The beforeunload event signals the Relock object to handle key rotation or invalidation before the view or tab changes.

The x-close event, dispatched after a brief delay, simulates content purging from a tab or the user navigating away, helping Relock manage key rotation across multiple tabs.

These manual dispatch events ensure that keys are correctly managed even when traditional unload events do not fire in SPAs.

// Dispatching a 'beforeunload' event to inform Relock about the view change
window.dispatchEvent(new CustomEvent('beforeunload', {
  bubbles: true,
  detail: { manual: true }
}));

// Dispatching an 'x-close' event after a brief delay, simulating tab or view closure
window.setTimeout(() => {
  window.dispatchEvent(new CustomEvent('x-close', {
    bubbles: true,
    detail: { manual: true }
  }));
}, 100);

Exposed properties and methods

The JavaScript library exposes its functionality through a global JavaScript object, providing the following methods and properties for direct interaction, enabling various operations central to Relock’s client-side authentication and session management.

Properties

id (read-only): The hexadecimal representation of the active ephemeral key’s hash, which uniquely identifies the cryptographic key pair currently in use by the browser instance for Relock’s operations.

public (read-only): The hexadecimal representation of the browser’s origin-bound public key, which is part of the cryptographic pair used by the client for signing data.

screen: The current screen ID, which serves as a unique identifier for the browser tab. If not present when the getter method is called, a new unique ID is generated and stored.

server (read-only): The hexadecimal representation of the Relock service instance ID, which identifies the specific Relock service instance that the client is currently associated with.

xsid: The Relock session ID which is provided by the Relock service and managed in local storage to maintain session state across browser tabs and restarts.

Methods

init() initializes internal mechanisms to manage the client’s session state, including binding relevant browser event listeners and establishing an activity monitor to detect idle periods and manage session timeouts.

token([size]) generates a new ephemeral, one-time-use authentication token for each request.

  • size (optional, number): The desired byte length of the token.
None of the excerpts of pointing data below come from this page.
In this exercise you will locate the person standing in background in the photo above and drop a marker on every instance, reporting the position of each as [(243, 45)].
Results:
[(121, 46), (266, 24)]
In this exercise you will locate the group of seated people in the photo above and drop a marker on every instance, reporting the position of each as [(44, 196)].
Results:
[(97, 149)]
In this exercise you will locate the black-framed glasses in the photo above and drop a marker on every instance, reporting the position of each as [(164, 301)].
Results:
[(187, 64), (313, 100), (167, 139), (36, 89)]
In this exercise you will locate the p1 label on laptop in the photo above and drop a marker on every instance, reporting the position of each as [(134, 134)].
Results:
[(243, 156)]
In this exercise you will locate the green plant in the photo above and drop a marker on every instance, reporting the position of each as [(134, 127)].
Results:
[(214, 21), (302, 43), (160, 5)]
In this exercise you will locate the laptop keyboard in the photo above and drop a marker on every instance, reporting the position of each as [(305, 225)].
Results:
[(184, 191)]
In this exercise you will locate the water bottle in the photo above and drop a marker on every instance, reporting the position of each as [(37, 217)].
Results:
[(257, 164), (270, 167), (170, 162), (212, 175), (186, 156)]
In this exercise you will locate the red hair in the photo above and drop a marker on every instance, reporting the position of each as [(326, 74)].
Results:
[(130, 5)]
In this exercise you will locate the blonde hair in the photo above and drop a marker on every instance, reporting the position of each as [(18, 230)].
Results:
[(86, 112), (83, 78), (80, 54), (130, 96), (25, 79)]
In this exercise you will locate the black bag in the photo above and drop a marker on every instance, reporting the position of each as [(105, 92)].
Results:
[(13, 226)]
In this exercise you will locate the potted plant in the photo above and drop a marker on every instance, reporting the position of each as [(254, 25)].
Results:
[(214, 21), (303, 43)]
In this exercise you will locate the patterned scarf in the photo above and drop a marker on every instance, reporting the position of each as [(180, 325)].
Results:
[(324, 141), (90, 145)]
Default: 32 bytes.

  • Returns: A Uint8Array representing the generated token, which is empty if a required internal secret is not yet established.

sign(data) signs the provided data using the browser’s internally managed private key.

  • data (Uint8Array): The data to be signed.

  • Returns: A Uint8Array representing the cryptographic signature, which is empty if the input data is empty or the private key is unavailable.

verify(data, signature) verifies a server-generated signature against provided data using the browser’s internally managed public key.

  • data (Uint8Array): The original data that was signed by the server.

  • signature (Uint8Array): The cryptographic signature to verify.

  • Returns: A boolean indicating whether the signature is valid for the given data and public key.

validate(token) validates an incoming token against the current client-side ephemeral key, confirming the client’s ability to re-derive a shared secret based on the token.

  • token (Uint8Array): The token to validate, provided by the server as part of the challenge-response protocol. Default: 32-byte empty Uint8Array.

  • Returns: A boolean indicating whether the provided token successfully validates against the internal client-side state.

clear([redirect]) initiates a client-side cleanup process, purging all Relock-related data from the browser’s local and session storage. This operation also triggers a corresponding data purge on the application server via a specific HTTP route.

  • redirect (optional, boolean): If false or omitted, after clearing, the page will automatically redirect to the root path (/) with a short delay.

  • Behavior: Clears relevant client-side storage items. If not prevented by the redirect parameter, the browser will navigate to the application’s root URL.